CoStar Group CEO Andy Florance summed up the data giant’s first-quarter earnings by promising better days ahead.
In the first earnings call following investor Third Point dropping its activist campaign and liquidating its entire stake in CoStar, Florance described the firm as “more focused” on its pursuits.
“The activist campaign over the last year did weigh heavily on Homes.com sales and potential partnerships,” Florance said. “Nonetheless, we made durable progress through it.”
For the last year, hedge fund Third Point had been pressuring the commercial real estate giant to end its push into the residential home search space through its investment in Homes.com, which rose to as much as $3 billion by the end of 2025.
CoStar responded in January of this year by announcing it would begin slashing its investment in Homes.com by 35 percent in 2026 to $550 million, and continue cutting costs with a goal of reaching profitability by 2030.
But Third Point CEO Daniel Loeb, in an April open letter to the firm, criticized CoStar’s “feckless board” for granting CEO Andy Florance “exorbitant pay packages,” despite falling stock prices, and “misallocation of billions of dollars” on its residential efforts overall, citing an estimated $5 billion spent for an expected $80 million in revenue for 2025.
“Homes.com investment is delivering exactly what we said it would,” Florance said on the earnings call, adding that the company is on pace to hit its investment goal for the year and its 2030 deadline for profitability.
The business generated $26 million in the first quarter, up 58 percent from the same time last year.

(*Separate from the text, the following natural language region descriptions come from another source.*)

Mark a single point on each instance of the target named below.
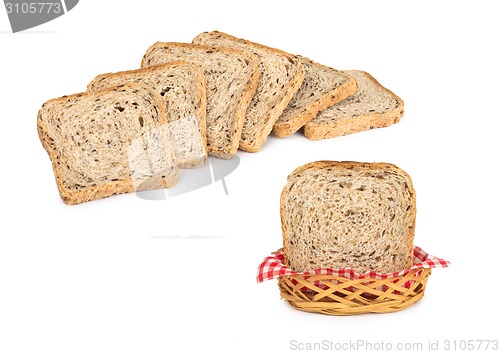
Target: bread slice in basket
(372, 106)
(182, 87)
(108, 142)
(348, 215)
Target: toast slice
(348, 215)
(107, 142)
(182, 87)
(372, 106)
(322, 88)
(231, 77)
(281, 75)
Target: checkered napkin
(273, 267)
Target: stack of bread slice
(133, 130)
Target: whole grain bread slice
(322, 87)
(107, 142)
(348, 215)
(182, 87)
(372, 106)
(231, 77)
(281, 75)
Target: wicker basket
(333, 295)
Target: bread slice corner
(281, 75)
(348, 215)
(322, 87)
(107, 142)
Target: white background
(110, 277)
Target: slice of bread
(231, 82)
(107, 142)
(281, 75)
(182, 87)
(348, 215)
(372, 106)
(322, 88)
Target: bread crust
(201, 81)
(347, 165)
(108, 188)
(290, 89)
(282, 130)
(249, 89)
(315, 131)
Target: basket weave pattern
(334, 295)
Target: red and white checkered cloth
(273, 267)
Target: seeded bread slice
(107, 142)
(182, 87)
(322, 87)
(372, 106)
(231, 82)
(281, 75)
(348, 215)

Homes.com added over 4,300 subscribers and $11 million in net new bookings in the first quarter.
Florance also touted the “extraordinary return on investment” from Homes.com subscribers, saying members earned an average $36,000 more in commissions in their first year of joining. That figure is measured against $3,400 the average annual subscription cost.
He said CoStar plans to raise subscription fees for new members beginning May 1 and look into “measured potential renewal increases.”

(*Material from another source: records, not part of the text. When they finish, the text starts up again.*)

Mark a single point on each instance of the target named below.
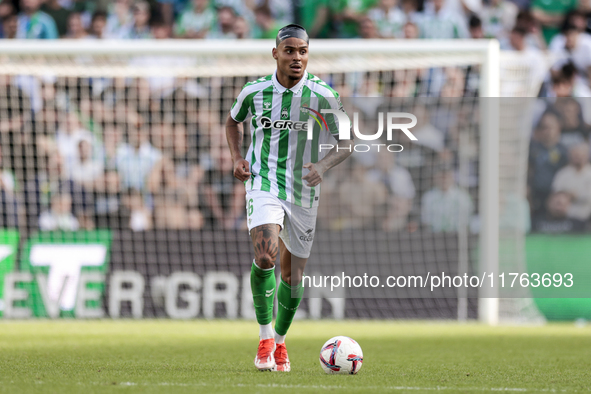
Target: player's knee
(265, 261)
(292, 280)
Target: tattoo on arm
(234, 135)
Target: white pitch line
(323, 387)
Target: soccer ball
(341, 355)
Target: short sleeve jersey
(279, 140)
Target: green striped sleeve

Traffic to Homes.com doubled year-over-year, according to Florance. The CEO said year-old efforts to integrate Apartments.com, CoStar’s multifamily portal, and Homes.com, drove 10 percent of Apartments.com’s traffic in 2025.
The company produced $3 million in net income, an improvement from a $15 million loss in the first quarter of last year. Its reported adjusted EBITDA of $132 million, up 100 percent from the same time last year and above the high-end of its guidance for the quarter.
CoStar reported revenue of $897 million, up 23 percent year-over-year. Its commercial business generated $472 million in revenue, and its residential business, which includes Apartments.com Homes.com and U.K.-based OnTheMarket.com, produced $425 million in revenue.
Before earnings were released on Tuesday, the company’s stock price closed at $35.96.